School Choice, Civics Knowledge, and Fraud

So that Oklahoma “civics test“” from a couple of months ago? The one that looked fishy to anyone with half a brain? The one where most students couldn’t name the first president, and thought the two parties in the U.S. were Republican and Communist?

The one that generated of so much-hand wringing from the Ed Hirsch Fan Brigade about how Democracy couldn’t function unless we adopted voucher programs right-the-hell-now and replaced all this liberal kid-hugging nonsense with some old fashioned content drills?

It was faked, says Nate Silver:

There is no reason to think, in other words, that the students in House District 15 should have gotten such profoundly superior results to the “students” in Strategic Vision’s survey. Nor could Strategic Vision’s results have been the result of any sort of mathematical or methodological oddity. Consider their claim that literally none of the 1,000 students they surveyed were able to answer more than 7 of the 10 questions correctly — lower than the average score achieved in Cannaday’s test.

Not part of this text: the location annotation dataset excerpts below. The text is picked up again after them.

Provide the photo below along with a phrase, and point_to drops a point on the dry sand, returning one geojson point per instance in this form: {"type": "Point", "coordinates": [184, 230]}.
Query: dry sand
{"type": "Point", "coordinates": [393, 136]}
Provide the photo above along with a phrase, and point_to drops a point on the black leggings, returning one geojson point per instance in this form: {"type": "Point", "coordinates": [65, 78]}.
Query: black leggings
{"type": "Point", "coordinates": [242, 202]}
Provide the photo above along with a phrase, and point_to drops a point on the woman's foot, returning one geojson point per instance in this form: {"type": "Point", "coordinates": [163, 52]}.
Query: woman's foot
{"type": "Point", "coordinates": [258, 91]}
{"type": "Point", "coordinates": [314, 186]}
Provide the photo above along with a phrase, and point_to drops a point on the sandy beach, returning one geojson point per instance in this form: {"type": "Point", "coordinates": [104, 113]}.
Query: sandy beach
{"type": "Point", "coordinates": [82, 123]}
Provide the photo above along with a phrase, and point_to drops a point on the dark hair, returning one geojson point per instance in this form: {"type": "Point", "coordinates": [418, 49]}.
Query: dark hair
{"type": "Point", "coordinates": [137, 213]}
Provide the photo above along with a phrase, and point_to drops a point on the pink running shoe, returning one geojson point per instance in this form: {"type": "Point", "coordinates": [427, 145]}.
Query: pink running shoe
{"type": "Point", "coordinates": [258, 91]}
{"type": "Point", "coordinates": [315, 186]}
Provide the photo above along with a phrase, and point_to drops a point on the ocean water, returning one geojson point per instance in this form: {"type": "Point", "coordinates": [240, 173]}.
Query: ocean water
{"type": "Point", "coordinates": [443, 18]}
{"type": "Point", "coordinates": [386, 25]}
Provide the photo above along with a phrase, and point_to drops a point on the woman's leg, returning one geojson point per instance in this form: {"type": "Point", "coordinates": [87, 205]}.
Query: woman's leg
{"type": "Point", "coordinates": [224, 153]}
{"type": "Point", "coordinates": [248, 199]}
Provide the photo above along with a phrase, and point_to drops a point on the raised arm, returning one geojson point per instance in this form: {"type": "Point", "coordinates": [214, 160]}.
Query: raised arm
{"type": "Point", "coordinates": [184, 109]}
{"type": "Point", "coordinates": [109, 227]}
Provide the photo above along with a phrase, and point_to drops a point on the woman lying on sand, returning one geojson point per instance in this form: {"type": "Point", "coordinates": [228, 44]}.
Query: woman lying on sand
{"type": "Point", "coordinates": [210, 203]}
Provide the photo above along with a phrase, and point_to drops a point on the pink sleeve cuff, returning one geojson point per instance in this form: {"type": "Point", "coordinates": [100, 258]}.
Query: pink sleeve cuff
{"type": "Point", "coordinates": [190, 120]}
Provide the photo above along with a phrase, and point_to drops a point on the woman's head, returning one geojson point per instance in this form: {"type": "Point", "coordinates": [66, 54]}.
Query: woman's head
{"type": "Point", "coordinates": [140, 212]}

There are, rather, only two possibilities. Either the Strategic Vision survey was entirely fabricated — or Cannaday’s was.

Once again, not suprising to anyone with an ounce of quantitative literacy, or even a passing familiarity with actual students.

As always the bigger question ends up being not about the content knowledge of our current students, but about the critical thinking skills of their parents, the dumbest generation by any objective standard, who get duped by this nonsense again and again.